Speed Before Safety
The Tragedy of the USS Saturn
By Ross Patterson II, Assistant Curator, Portsmouth Museums
Published March 27, 2020
In a word, speed. The Allies were ramping up for the Invasion of Europe, and supply ships were just as crucial to the operation as combat vessels. The Saturn had been built in 1939 as a general cargo vessel, her hold lacking the cold temperature controls desired by the Navy to carry perishable food supplies. A new generator, compressors, and pumps needed to be added, new decking built, and insulating layers added throughout. The official deadline to carry out the work was sixty days.

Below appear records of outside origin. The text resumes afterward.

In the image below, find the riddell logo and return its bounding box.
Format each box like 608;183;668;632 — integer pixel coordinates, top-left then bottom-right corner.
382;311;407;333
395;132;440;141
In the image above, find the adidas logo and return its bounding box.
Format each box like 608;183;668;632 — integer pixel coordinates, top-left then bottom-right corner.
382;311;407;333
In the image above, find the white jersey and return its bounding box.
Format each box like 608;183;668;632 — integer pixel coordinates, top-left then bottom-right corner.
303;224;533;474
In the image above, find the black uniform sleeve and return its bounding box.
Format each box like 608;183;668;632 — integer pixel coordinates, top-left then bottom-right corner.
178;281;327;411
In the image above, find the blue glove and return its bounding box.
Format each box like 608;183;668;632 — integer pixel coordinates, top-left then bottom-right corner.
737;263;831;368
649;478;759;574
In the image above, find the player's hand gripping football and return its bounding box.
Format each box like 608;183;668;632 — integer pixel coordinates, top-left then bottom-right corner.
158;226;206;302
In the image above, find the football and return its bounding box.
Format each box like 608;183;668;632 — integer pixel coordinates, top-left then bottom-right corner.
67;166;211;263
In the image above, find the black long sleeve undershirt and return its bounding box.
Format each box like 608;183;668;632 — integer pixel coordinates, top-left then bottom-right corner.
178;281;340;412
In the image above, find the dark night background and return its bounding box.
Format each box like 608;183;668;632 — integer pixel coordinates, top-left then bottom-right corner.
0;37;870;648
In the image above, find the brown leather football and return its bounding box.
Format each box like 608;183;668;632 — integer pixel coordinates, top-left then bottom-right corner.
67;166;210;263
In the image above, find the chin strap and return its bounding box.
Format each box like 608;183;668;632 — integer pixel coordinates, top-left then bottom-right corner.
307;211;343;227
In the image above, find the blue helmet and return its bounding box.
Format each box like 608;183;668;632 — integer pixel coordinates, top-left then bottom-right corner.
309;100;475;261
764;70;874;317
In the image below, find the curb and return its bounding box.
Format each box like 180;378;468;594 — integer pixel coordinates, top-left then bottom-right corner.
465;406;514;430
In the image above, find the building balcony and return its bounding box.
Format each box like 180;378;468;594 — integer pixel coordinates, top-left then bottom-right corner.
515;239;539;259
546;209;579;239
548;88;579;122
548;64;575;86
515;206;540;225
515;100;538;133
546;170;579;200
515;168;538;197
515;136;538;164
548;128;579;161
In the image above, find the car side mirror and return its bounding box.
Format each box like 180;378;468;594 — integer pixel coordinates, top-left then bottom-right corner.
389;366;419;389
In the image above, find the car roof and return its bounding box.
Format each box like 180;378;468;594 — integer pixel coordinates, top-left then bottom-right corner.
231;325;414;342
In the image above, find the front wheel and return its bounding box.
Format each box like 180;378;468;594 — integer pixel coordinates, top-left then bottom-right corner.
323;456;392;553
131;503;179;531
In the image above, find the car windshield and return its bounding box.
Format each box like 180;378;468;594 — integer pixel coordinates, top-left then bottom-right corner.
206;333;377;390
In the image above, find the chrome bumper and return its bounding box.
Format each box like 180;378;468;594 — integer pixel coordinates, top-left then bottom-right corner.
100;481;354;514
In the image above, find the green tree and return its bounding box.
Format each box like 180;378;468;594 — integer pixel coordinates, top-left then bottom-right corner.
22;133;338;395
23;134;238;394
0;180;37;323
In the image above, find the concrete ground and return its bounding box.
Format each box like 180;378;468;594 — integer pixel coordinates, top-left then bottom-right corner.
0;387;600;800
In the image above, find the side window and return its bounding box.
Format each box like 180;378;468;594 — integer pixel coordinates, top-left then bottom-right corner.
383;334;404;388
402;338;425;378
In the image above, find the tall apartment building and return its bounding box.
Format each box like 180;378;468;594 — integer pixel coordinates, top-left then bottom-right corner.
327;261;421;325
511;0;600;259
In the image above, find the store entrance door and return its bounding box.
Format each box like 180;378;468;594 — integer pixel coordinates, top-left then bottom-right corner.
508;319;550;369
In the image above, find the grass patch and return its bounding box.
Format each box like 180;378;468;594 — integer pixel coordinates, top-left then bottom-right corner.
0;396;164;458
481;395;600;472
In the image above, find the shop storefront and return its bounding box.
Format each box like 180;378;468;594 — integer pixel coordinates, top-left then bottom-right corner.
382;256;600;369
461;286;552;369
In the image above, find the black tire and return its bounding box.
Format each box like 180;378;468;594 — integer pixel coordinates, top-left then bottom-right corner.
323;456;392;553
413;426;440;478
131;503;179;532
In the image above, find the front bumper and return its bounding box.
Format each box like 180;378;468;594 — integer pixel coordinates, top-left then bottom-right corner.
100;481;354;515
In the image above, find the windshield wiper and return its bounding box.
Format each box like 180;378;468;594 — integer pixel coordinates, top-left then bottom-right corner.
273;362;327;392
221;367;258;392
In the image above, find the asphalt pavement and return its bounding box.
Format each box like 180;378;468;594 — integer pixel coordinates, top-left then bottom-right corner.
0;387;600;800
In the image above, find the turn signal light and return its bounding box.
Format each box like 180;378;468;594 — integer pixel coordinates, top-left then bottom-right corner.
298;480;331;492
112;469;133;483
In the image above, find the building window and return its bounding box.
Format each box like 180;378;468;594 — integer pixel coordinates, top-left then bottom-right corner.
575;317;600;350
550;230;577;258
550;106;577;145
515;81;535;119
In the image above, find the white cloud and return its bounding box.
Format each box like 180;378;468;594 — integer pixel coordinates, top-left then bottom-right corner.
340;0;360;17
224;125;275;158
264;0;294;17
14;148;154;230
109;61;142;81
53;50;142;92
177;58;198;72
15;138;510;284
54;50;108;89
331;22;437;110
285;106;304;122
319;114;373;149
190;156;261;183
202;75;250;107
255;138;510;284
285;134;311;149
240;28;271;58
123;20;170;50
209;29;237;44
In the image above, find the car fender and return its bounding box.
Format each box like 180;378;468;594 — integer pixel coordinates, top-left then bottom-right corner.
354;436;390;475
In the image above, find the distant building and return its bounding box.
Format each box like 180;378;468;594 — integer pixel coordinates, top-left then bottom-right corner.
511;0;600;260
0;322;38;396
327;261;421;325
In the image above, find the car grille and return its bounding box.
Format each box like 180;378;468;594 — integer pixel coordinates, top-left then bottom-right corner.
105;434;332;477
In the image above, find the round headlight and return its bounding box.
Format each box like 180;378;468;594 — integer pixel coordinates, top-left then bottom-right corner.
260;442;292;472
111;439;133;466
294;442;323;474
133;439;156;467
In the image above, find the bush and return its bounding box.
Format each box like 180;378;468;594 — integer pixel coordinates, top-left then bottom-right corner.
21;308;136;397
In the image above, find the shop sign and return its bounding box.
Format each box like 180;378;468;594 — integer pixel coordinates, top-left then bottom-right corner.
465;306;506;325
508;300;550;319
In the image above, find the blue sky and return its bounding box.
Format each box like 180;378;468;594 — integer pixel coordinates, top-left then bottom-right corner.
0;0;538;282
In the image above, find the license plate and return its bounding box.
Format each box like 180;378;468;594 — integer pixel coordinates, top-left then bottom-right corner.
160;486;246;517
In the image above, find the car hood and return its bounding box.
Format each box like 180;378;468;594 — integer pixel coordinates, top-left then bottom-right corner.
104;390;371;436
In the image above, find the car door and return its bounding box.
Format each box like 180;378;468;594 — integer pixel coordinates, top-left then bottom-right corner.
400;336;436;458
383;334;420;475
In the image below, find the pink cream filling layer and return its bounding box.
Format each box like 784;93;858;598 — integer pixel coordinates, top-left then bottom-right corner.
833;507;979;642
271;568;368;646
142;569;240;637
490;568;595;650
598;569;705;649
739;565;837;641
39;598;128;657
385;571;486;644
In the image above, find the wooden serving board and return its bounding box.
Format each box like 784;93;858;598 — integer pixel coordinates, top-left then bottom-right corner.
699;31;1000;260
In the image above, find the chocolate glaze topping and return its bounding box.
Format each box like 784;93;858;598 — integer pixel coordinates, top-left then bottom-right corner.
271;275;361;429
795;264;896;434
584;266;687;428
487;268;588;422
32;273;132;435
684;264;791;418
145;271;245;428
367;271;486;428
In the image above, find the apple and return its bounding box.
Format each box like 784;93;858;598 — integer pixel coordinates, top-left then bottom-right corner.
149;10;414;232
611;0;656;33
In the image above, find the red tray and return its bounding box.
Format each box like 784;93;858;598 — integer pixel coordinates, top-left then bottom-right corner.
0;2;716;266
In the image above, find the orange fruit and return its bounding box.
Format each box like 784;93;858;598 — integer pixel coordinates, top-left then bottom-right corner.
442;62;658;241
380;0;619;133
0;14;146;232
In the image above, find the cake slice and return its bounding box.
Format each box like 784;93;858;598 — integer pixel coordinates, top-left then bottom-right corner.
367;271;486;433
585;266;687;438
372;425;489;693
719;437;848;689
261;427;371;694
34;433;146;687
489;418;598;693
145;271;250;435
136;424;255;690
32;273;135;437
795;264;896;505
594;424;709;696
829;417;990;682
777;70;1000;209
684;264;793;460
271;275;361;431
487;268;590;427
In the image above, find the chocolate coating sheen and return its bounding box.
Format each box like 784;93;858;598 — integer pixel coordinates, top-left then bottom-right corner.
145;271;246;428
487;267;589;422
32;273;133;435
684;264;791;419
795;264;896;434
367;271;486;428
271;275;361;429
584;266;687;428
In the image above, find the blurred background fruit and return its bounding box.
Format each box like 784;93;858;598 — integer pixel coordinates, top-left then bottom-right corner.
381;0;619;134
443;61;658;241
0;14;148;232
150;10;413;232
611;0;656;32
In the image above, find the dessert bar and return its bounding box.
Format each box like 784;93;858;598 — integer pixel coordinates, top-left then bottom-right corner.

With an overall length of 423 feet and 4,354 gross registered tonnage, this was not a task that should be rushed. Welders worked alongside carpenters. Scaffolding was erected overtop of escape ladders. Safety and work equipment was in short supply. And highly flammable cork, used as insulating material, was piled up near several work stations. According to the Saturn’s War Diary entry, errant sparks from a welder on the main deck fell into the third deck of the Number Three Hold. There it ignited a stack of piles of primer coated cork.
The man on Fire Watch, Raymond W. Bohler, tried to extinguish the blaze, receiving second degree burns before he had to retreat. The fire rapidly spread on the third deck’s starboard side, trapping a group of workers. A fortunate few hid in the new generator room and open bottom tanks, but those whose instincts told them to go up were not so lucky. Men ran for the ladders, but found them blocked. Men ran for hanging ropes and power lines, but were forced back by the heat. Men ran from the flames, but found themselves trapped. Huddled together in a corner, there was little they could do as the air slowly became poison.